Of course, the cap may be part of the reason for the discussions, if they have in fact taken place. Without the backing of Russia, that would create a whole new dynamic within the group, even threaten the “+” element of it which would be a big shock. Those rumours have been strongly denied though which is why the price has recovered its losses. The only issue now is the economy, China, and what impact the G7 decision will have on Russian output. I don’t think volatility is going anywhere.
Can the FOMC minutes be the catalyst for a breakout?
Gold appears to have established a range over the last week or so, with the upper end falling around $1,780 – a major area of support in the first half of the year – and the lower around $1,730 – a major barrier of resistance in September and October. The FOMC minutes may determine which of these levels gives way first and whether gold can build on its recovery rally this month after such a long period of declines.

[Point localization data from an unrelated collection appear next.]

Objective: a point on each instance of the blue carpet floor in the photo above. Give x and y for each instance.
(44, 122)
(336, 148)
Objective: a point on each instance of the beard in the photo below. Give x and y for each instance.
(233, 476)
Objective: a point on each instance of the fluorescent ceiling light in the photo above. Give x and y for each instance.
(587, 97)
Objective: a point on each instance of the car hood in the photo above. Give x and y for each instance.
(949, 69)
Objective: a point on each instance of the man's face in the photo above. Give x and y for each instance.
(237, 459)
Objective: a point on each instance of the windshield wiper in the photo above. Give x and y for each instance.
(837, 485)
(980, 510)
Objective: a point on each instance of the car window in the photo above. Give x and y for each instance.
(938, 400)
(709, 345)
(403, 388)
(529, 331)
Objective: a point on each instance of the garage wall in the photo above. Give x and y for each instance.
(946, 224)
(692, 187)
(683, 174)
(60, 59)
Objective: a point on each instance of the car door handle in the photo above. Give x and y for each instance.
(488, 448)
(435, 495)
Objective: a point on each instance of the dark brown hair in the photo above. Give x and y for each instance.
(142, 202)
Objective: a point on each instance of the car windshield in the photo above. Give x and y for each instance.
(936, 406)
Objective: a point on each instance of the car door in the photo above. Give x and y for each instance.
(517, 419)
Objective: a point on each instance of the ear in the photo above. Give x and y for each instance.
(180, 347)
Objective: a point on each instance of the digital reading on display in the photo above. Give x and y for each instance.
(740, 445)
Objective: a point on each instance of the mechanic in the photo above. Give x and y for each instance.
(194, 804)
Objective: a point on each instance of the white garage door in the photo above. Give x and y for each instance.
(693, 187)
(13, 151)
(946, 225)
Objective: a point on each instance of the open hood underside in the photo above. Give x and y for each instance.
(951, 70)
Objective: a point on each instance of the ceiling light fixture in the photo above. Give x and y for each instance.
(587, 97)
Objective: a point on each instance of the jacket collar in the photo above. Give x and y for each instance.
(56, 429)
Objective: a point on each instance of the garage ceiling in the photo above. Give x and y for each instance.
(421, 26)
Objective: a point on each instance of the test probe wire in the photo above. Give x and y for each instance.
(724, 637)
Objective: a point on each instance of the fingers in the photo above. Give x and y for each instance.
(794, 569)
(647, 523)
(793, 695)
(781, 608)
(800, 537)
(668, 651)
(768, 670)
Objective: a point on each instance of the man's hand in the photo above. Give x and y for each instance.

Is the case for $10,000 greater than that for $20,000?
Bitcoin is in the green for a second day, up more than 2% in early trade and desperately trying to establish a bottom in the market. That may be easier said than done at a time when the headlines are far from favourable due to the fallout from the FTX collapse. Everyone is wondering who the next victim will be and whether this debacle will uncover similar practices in other areas of the market. Against that backdrop, it’s hard to imagine bitcoin managing any kind of significant, sustainable recovery. The next area of resistance falls around $17,500, a break of which could make things more interesting. But that could be very difficult to overcome. There’s arguably a greater case for the price to fall to $10,000 at the moment, than rising to $20,000.